Panic quickened his breathing. No, not panic, healthy respect for his responsibility. Just a monitor-the-dots problem. But Chihin wasn’t going to be there if anything went wrong this side.

“I’m here,” Tarras said at his other elbow. “Take it easy, do your job, kid. You shouldn’t get any input the computer doesn’t recognize.”

But in another minute or so a dot leaped on to his screen, at Kefk Station rim. His heart jumped. Chihin swore—but she’d just taken the drug. “That’s number 10 berth,” he read off his screen, trying to stay calm. “Mu~Muk-jukt, captain.”

“Friendly to the hakkikt or what?” Fala wondered aloud.

“Ask the hakkikt,” the captain said; and Fala did; and said, “He says, quote, he knows…”

Meanwhile another kif left the station. He reported it and he didn’t push buttons.

“Gods-be kif show-outs,” the captain muttered at one point. “They’ve got to see, they’ve got to be there, they’ll cut Vikktakkht’s throat if this goes wrong. His and ours.”

You mean they’re not taking orders? Hallan wondered to himself. It wasn’t any hani way of doing things.

“Up v,” the captain said. “Let’s just put a little more push on it. They’ve got the pillows, below.” They hadn’t taken on cargo. They hadn’t had the time. Or they hadn’t trusted it.

They were just going, and Chihin murmured, drowsily, “Wake me if you see any pretty lights, kid. Otherwise, see you otherside.”

Another one and another one. Fala said, “Na Hallan, I forgive you.”

“What did I do?” he asked, surprised out of his concentration, and between reports. Lines were converging. They were going, gods, they were going …

“Stand by,” Tiar said sharply. “This isn’t the standard drop, cousins. Let’s not miss a stitch…”

… “Well, well,” aunt Pyanfar said, arms folded, feet set, the very image of herself, “you’ve committed yourself to the kif, have you?”

Hilfy was not surprised at the appearance. She was surprised at herself, that questions leaped into her head, Have I done the right thing? Am I a total fool, aunt Py? … not angry, not resentful, not any of those things, just wishing she could ask across space and warped time … ask the real Pyanfar, not the one that came and went in her mind …

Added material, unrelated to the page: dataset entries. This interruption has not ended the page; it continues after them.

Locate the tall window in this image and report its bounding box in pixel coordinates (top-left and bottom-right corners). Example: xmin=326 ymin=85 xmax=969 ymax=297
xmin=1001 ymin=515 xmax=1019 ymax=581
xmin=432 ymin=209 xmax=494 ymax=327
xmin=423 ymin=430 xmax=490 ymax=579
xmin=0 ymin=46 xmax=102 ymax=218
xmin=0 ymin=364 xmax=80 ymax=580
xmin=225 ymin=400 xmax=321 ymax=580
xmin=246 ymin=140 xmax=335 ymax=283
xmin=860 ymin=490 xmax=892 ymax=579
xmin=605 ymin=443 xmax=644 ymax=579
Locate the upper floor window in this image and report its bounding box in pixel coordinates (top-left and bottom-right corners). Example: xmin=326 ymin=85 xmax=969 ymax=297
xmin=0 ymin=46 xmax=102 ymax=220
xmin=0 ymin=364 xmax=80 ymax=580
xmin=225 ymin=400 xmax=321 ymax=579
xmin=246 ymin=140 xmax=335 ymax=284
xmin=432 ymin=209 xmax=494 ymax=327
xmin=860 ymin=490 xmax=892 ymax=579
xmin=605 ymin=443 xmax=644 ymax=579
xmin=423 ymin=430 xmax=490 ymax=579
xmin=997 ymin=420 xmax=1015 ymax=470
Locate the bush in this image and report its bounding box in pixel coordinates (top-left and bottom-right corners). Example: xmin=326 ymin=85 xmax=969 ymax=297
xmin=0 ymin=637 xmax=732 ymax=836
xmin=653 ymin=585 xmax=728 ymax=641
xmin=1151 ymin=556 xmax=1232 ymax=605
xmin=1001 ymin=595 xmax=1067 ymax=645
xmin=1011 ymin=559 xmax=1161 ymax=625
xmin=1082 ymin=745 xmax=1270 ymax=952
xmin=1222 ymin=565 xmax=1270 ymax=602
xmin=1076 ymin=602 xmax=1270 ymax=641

Like what was going on at Kefk, that kif kept Pyanfar’s doings behind a screen, a whole unguessed power that wasn’t just The Pride, wasn’t just one ship and a well-reputed hani who mediated the Compact’s trade and treaty disputes …

Like: aunt Pyanfar, what have you gotten yourself into? Who are you, since you threw me out, down-world?

The mekt-hakkikt, indeed, the leader the kif could never find to unite them; the Personage of the mahendo’sat, with whatever religious mandate that conveyed—until some rival like Paehisna-ma-to came along; the President of the Amphictiony of Anuurn, no gray-nosed, doddering grandmother to quibble about two thousand year old privilege or ceremonial inheritance; that was not what was based at Kefk.